Lies dazu die Artikelserie 'Die
Zirbeldrüse Teil 1 bis 4' >>>
Darin habe ich meiner Überzeugung
Ausdruck verliehen, dass das 'Dritte Auge' auch im Schamanismus eine wichtige
Stellung einnimmt, obwohl in der einschlägigen Literatur kein Hinweis darauf
zu finden ist. Die gegenständliche Serie wird vielleicht mehr Indizien
liefern, die für diese Annahme sprechen.
Der
Schamanismus steht am Anfang der kulturellen menschlichen Entwicklung. Allein
aus diesem Grunde darf mit Fug und Recht angenommen werden, dass die Schamanen
die ersten Menschen auf diesem Planeten gewesen sind, die imstande waren,
willentlich ihren Bewusstseinszustand zu verändern.
Während der sog.
schamanischen Reise richtet der Schamane seine Aufmerksamkeit willentlich nach
innen. In manchen Kulturen wird die Schamanentrommel als Hilfsmittel zum
Einstieg in den Ausnahmezustand (Trance) benutzt. Anderen Kulturen ist die Verwendung
von Musikinstrumenten bei der schamanischen Arbeit gänzlich fremd.
Während der
Reise tritt der Schamane durch bestimmte Entspannungs- und
Visualisierungstechniken immer tiefer in den selbst-induzierten Trancezustand ein.

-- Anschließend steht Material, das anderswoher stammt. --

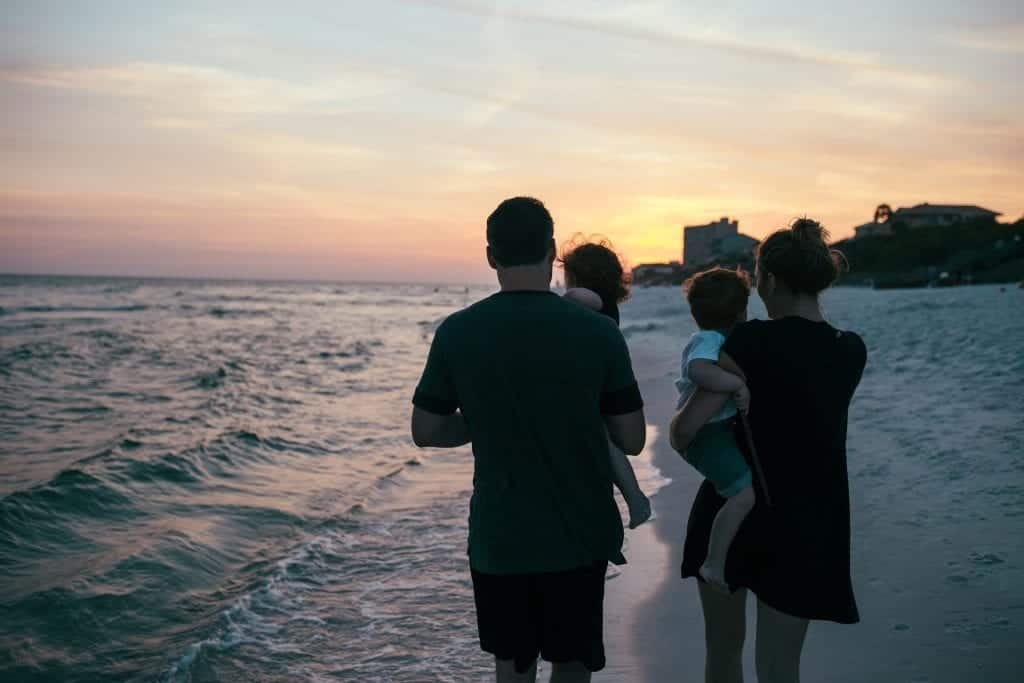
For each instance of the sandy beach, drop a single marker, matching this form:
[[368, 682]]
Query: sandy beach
[[938, 604]]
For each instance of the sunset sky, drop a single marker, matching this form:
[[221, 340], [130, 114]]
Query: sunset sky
[[369, 140]]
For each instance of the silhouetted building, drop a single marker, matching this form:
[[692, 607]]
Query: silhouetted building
[[704, 244], [923, 215], [929, 215], [872, 228]]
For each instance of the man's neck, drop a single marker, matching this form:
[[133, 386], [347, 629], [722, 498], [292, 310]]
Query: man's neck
[[524, 279]]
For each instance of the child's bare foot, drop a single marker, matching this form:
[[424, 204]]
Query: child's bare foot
[[640, 512], [714, 579]]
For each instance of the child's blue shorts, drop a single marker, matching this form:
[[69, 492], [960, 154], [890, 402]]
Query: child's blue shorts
[[714, 453]]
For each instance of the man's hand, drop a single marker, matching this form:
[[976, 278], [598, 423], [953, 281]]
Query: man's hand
[[742, 399]]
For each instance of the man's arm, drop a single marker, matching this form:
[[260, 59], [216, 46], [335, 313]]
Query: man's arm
[[439, 431], [628, 431], [700, 408]]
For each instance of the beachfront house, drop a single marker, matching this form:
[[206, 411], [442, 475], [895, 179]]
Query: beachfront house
[[704, 244], [924, 215]]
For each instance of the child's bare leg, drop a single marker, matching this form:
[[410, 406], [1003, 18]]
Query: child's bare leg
[[723, 530], [626, 480]]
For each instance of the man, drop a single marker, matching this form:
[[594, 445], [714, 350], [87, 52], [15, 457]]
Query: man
[[537, 383]]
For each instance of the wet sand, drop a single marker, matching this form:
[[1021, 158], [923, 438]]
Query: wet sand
[[914, 628]]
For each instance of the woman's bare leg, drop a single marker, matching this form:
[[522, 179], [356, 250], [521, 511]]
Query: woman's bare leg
[[626, 479], [780, 641], [505, 672], [725, 629], [569, 672]]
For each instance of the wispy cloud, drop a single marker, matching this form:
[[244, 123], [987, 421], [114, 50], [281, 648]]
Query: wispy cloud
[[710, 38], [181, 86], [1006, 38]]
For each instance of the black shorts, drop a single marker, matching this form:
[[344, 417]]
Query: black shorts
[[558, 615]]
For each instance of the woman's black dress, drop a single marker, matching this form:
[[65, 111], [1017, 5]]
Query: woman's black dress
[[795, 555]]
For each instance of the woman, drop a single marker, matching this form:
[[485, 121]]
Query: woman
[[794, 549]]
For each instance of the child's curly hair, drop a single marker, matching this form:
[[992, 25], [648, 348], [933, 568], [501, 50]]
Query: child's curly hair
[[592, 262], [717, 297]]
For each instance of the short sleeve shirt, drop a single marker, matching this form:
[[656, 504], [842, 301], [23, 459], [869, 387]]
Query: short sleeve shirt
[[705, 345], [534, 375]]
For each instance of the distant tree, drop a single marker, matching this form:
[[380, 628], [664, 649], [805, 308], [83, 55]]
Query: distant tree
[[883, 213]]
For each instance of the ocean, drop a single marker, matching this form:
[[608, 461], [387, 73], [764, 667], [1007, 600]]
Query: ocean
[[214, 480]]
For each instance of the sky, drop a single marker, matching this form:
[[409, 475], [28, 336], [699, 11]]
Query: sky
[[370, 140]]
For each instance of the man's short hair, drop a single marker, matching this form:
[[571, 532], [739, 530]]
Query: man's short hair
[[519, 231], [717, 297]]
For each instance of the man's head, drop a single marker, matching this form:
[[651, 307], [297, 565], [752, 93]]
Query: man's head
[[520, 232], [718, 297]]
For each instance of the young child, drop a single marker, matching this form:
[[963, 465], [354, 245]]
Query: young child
[[718, 300], [595, 279]]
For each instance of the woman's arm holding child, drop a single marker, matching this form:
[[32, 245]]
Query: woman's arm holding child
[[710, 377], [584, 297]]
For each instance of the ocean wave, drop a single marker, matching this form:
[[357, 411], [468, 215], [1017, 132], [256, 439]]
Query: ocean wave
[[272, 616], [642, 328], [128, 308], [220, 311]]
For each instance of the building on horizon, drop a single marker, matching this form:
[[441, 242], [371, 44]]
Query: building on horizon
[[923, 215], [704, 244]]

Dabei reduziert sich seine
Wahrnehmungsfähigkeit betreffend seine
reale Umgebung, doch geht diese nicht gänzlich verloren. Obwohl die Trance
während der Reise graduell zunimmt, behält der Schamane eine gewisse
Kontrolle hinsichtlich der Art der inneren
Bilder und Erfahrungen, die während seiner Reise auftreten.
Den
im Trancezustand geschauten Bildern, Geistern, Krafttieren und Welten ist eine
gewisse Spontaneität eigen. Aus diesem Grunde ist die Kontrolle des Schamanen
über jene Wesen nicht
absolut, sondern relativ. Während der Reise kann er zwar bis zu einem
gewissen Grade beeinflussen, wie er auf diese teils fremden Wesenheiten
reagiert, doch er
hat kaum Kontrolle darüber wie jene 'Spirits' auf ihn reagieren.
Obwohl die
reale Umgebung während der Reise weitgehend ausgeblendet ist, gelingt es
vielen Schamanen ihr Bewusstsein zwischen der geistigen Welt, die sie im Trancezustand wahrnehmen,
und unserer irdischen Realität hin und hergleiten zu lassen. Dies ermöglicht
es ihnen, während der Reise mit den
anwesenden Hilfesuchenden zu
kommunizieren.
Die auf Bali praktizierenden schamanischen Geistmedien – hier Balian Taksu genannt – sind
dafür ein gutes Beispiel. Sie gleiten regelmäßig vom Zustand der
tieferen Trance in einen leichtern Trancezustand und umgekehrt. Während der
leichteren Trance teilen sie den Anwesenden jene Informationen mit, die sie
von ihrem 'Taksu' (geistige Entität) von der
'Anderen Seite' betreffend ein anstehendes Problem erhalten haben.
Obwohl die
Aufmerksamkeit des Schamanen nicht auf ein einziges Objekt fixiert ist wie bei
bestimmten Yoga-Übungen, erfordert die schamanische Reise eine starke Konzentration.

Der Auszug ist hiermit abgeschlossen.